If I had five other lives to lead, what would I do in each of them?
Magically, I’d be independently wealthy and would be able to travel all over the world. I could visit countries and lands I read about in National Geographic when I was a kid. I could seek out my heritage in Scotland, go on a safari in Kenya, tour outback in Australia. There’s no end to the places I’d love to see. But might I feel somewhat lost? Ungrounded? I’d also be able to contribute money, time and energy to support the causes I’m passionate about.
In the end, I really like the life I have, with one exception; I wish I could retire now, not five years from now. While thinking of these five other lives, a common theme emerged: financial independence, freedom from the “daily grind.” Though I’m valued in my place of work, educators are undervalued in this country. I could never become wealthy in this profession.

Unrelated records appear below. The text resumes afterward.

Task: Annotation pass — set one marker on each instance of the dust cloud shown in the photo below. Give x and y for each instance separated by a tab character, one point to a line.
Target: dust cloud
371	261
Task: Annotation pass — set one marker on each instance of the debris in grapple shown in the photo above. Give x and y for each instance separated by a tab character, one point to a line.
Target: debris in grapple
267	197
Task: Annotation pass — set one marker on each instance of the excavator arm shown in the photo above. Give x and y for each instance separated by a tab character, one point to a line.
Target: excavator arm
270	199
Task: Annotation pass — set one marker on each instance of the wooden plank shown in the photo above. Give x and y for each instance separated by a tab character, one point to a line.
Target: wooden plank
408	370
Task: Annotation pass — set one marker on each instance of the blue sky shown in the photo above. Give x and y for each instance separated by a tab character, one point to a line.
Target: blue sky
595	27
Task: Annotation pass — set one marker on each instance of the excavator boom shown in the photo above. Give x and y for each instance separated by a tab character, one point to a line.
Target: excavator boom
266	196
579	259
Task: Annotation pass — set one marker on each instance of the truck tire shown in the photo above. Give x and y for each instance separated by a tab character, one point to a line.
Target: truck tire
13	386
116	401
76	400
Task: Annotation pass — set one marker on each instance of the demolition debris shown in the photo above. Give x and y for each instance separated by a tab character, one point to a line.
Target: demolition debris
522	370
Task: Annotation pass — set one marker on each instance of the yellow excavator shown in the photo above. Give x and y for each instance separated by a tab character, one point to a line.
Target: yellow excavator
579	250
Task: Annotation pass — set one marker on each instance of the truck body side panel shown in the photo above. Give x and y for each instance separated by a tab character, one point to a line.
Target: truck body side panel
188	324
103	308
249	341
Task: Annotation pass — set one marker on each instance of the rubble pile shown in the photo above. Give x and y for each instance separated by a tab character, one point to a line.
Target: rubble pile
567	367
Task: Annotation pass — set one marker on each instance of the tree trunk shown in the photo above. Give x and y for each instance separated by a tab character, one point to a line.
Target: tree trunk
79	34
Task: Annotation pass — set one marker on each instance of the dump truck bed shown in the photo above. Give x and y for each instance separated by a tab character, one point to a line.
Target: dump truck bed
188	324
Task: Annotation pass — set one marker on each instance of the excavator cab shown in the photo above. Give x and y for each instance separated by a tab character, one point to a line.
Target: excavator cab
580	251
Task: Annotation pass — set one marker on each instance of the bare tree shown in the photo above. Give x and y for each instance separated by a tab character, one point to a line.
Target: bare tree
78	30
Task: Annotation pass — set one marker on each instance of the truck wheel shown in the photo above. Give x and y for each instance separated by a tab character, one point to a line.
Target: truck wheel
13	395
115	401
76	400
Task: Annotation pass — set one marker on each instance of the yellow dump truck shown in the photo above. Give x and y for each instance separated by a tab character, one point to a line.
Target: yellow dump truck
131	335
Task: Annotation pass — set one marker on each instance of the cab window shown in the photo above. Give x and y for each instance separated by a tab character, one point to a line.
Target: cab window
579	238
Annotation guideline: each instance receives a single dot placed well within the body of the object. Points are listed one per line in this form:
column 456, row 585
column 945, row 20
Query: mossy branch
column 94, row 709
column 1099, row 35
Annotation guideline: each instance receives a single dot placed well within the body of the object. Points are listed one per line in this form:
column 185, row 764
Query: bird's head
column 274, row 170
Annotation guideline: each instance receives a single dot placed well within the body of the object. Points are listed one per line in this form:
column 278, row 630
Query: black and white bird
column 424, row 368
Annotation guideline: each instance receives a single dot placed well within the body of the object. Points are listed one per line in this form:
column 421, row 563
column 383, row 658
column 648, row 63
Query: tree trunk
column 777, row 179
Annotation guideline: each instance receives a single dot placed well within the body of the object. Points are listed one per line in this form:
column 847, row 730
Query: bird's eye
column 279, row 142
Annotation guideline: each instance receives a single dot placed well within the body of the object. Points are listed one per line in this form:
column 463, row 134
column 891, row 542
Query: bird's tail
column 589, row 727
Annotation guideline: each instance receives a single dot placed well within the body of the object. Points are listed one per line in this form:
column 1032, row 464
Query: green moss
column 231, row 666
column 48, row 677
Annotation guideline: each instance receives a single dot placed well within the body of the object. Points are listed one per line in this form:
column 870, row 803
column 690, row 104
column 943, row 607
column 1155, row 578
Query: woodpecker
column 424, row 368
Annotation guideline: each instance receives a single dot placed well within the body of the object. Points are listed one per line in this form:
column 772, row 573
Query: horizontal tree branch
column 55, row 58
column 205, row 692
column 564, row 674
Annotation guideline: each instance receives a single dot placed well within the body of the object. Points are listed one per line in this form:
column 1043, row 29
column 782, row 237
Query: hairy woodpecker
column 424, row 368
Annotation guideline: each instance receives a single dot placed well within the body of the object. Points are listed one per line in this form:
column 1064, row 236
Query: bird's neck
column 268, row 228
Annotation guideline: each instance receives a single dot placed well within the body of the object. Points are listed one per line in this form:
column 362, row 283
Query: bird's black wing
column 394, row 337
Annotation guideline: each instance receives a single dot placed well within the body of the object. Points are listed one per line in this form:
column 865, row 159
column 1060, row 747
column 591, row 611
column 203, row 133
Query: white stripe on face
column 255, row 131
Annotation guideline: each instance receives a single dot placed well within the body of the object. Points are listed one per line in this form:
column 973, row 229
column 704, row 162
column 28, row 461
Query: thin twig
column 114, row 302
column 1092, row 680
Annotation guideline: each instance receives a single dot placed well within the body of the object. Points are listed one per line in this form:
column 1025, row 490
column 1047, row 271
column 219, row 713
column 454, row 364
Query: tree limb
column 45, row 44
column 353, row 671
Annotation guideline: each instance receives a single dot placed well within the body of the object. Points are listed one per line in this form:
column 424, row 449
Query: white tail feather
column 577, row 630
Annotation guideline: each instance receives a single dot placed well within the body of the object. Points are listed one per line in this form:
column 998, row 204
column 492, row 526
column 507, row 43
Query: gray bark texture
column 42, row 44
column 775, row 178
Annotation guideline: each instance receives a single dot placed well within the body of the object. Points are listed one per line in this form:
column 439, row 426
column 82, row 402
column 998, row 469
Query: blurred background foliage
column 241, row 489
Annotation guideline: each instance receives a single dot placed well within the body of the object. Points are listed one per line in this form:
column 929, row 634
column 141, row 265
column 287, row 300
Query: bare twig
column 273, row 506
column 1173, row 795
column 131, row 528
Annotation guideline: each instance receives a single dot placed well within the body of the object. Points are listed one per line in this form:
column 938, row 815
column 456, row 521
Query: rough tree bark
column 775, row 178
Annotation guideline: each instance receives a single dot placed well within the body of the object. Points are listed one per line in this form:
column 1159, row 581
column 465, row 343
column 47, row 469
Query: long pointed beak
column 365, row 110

The economic woes of our country, and financial obligations I hold, make it unwise to consider “early” retirement, but somewhere along the way I programmed into my brain, “I’ll be retired by the time I’m sixty.”
I hate it when I have this restlessness on top of listlessness. Can’t light on anything to focus on that gives me energy. Surfing Amazon to build a holiday Wish List just depressed me. Started to finish up a drawing but got stuck wondering what background color to put in and decide I’d best put it aside until I’m sure. Haven’t started my next book, can’t think of anything interesting to write about. Jeez. I’ll blame it on the season - rain’s predicted - and time enjoying the yard and deck begins to decline as the sun rises later and sets earler.